As a youngster, I would get home from School, get changed and go out to play with my pals.
Now I'm older, I get home from work, get changed and go out to play with my pals, but now I call it training.

Tuesday, April 12, 2011

Painting fences

Every one of my 13 (it may be 14) marathons has been preceded the weekend before with a 10 mile run. I recall that in 2004 this was a 64 minute run. Last weekend it took me 67:20. Presuming the effort was similar (steady away - never hard but certainly not just jogging) then it might be reasonable to suggest I will run the marathon 8 to 10 minutes slower than my debut year, which would give me about 2:45.

Looking at it another way though - last years one week to go ten miler was 66:30 which might suggest I'll run 3 minutes slower this year over over the 26.2 -which would be about 2:50.

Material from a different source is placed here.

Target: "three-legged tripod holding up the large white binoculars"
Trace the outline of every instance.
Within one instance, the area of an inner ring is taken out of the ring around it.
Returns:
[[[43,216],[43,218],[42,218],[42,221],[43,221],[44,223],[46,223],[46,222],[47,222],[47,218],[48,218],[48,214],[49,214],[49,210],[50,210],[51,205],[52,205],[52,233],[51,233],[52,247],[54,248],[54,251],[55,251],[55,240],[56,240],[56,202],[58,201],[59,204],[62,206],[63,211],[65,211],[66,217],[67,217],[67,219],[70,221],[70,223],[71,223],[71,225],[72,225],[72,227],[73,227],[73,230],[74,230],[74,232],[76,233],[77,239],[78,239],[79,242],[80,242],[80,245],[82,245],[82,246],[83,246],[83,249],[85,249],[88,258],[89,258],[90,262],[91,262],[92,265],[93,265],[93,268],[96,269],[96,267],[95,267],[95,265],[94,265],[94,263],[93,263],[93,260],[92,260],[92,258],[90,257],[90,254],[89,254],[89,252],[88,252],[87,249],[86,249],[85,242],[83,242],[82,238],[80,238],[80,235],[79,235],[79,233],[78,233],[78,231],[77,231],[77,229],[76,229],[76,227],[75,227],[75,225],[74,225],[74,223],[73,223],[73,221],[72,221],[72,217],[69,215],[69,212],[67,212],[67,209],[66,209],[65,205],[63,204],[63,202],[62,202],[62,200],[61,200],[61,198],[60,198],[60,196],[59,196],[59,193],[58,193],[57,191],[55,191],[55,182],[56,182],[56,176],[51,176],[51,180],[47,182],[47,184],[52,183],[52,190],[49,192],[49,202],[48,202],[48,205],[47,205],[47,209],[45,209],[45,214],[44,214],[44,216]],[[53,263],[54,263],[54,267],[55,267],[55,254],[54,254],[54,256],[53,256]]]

Back to the positive side and I feel I have prepared better for this marathon in terms of the pace runs I have completed (an 18, a 15, a 16 and several of 12-14 miles), than I did in 2010 when I remember doing a 14, missing the 16, then sticking to the schedule and doing another 14. So if this pays dividends then I might not suffer so much at the latter half of the marathon and come in ahead of target.

But what is the target?


Well, the pace runs were all completed at 6:25 pace so in theory I should stake my claim on a 2:48. Thing is I wouldn't be so very chuffed with 2:48 to be honest.

2:47:12 would be OK as it would mean a year older and a second faster, (or 0.038 seconds per mile faster), which if I could repeat annually until I am 102 will see me run 2:46:12 in the year 2071. I wouldn't really want to do that though as I reckon the course will have changed by then so the time comparison would be meaningless.

Inside 2:40 is too unlikely to even consider and over 2:49:59 would be more than a little disappointing
So lets just say I would like to run the marathon next weekend in 2 hours and forty SOMETHING minutes.

Until then I shall continue to jog round the parks and riverside trails after work and paint the fence in the newly discovered spare time before tea.